Agnico-Eagle keeping the costs low

As gold mining costs continue to escalate, Toronto-based Agnico-Eagle (AEM-T, AEM-N) is managing to buck the trend, predicting a decrease in costs for 2006.

On Wednesday, Dec. 14, Agnico gave guidance for 2006 that pegged its production costs at its LaRonde mine in Quebec at $50 per tonne – making it one of the lowest-cost gold producers in the industry.

Agnico’s president and chief executive, Sean Boyd, says costs were in the high-$50 range just two years ago, but has dropped as Agnico benefited from both positive internal and external factors.

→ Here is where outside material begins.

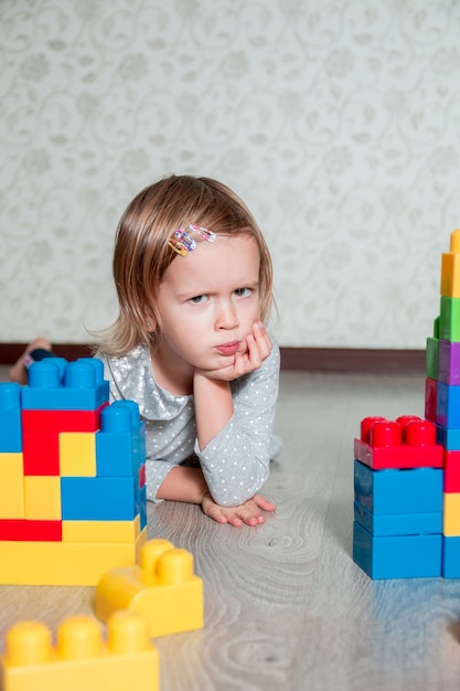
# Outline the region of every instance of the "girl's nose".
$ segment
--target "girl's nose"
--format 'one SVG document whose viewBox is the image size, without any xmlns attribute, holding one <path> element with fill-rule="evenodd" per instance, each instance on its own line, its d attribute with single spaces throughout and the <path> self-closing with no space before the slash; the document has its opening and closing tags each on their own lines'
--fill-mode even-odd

“It’s a combination of mining the deposit at a higher volume, being in a great location (Quebec), and the experience of our workforce,” Boyd says. “And the fact that at this stage, the mine is fully developed with four separate mining horizons that bring flexibility and mobility to the deposit to feed the mill at 8,000 tonnes a day.”

The rising price of zinc, copper and silver don’t hurt either. LaRonde produces the three metals as a byproduct of its gold production.

Geoff Stanley, an analyst with BMO Nesbitt Burns, says the byproducts are a “big advantage” to Agnico, as funds generated from their sale go back into reducing costs. Stanley does not hold shares in Agnico-Eagle.

In addition, Boyd says cost guidance for 2006 was made using conservative estimates for byproduct pricing. Boyd says the $50 per tonne figure was arrived at using a silver price of $7 per oz., a copper price of $1.50 per lb. and a zinc price of 65 per lb.

On Friday, Dec. 16, silver was trading at $8.63 per oz., copper at $2.03 per lb. and zinc at 79 per lb.

Stanley says Agnico’s strength goes beyond low costs. He says the company has put itself in a position to have four operational mines running in the coming years. Currently LaRonde – Canada’s largest gold deposit – is Agnico’s only operational mine.

“They’ve established a good portfolio of development opportunities,” Stanley says on the phone from New York.

Those opportunities include the recently announced acquisition of Riddarhyttan Resources, a Swiss company exploring on the Suurikuusikko property in Finland. Agnico is awaiting one final permit from the Finnish government and expects to have its feasibility study done by the end of the first quarter, 2006.

Currently, 30% of the strike length at Suurikuusikko has been drilled. Measured, indicated and inferred resources total 24.3 million tonnes of ore with an average grade of 6.22 grams gold per tonne in the measured category and 4.35 grams gold in the inferred for a total resource of 3.7 million oz. gold.

Agnico is also sniffing around in northern Mexico. It has until mid-February to acquire the Pinas Altos project outright for US$39 million in cash and 1.8 million shares of Agnico.

Agnico has been drilling on the property since April of this year and Boyd says it has intersected high grades of gold and silver outside of the previous resource outline.

Pinos Altos, has measured and inferred average grades of 5.59 grams gold, taken from an orebody of 6.9 million tonnes for a total of 1.2 million oz. of gold. The property also has significant silver deposits with a total measured and inferred resource of 25 million oz. silver.

Closer to home, Agnico plans to have its Goldex and Lapa projects, relative neighbours of LaRonde – in operation by 2008.

Goldex’s reserve is 22.1 million tonnes grading 2.2 grams gold per tonne for a total of 1.6 million oz. Lapa has a reserve of 4.5 million tonnes with a grade of 8 grams gold per tonne for a total of 1.2 million oz.

In determining which prospective properties to go after, Boyd says Agnico places a high priority on political stability — the benefits of which it has felt from doing business in Quebec over the years.

“Quebec is at the top of the class in terms of being pro-mining,” Boyd says, citing the low cost of energy, a highly skilled pool of labour, and the proximity of mining suppliers and contractors as factors contributing to such status.

Boyd believes operating in districts that can offer investors similar of peace of mind will win more market favour.

“As the market starts to realize the strength of our production growth story, and more importantly, the strength of our resource growth story, it will set the stage for a better understanding and a higher market valuation,” he says.

On Friday, Dec. 16, Agnico shares are up 3.5% or 73 to $21.41 on roughly 330.000 shares. They have gained roughly 30% or $4.93 since mid-November when they were trading at $16.48.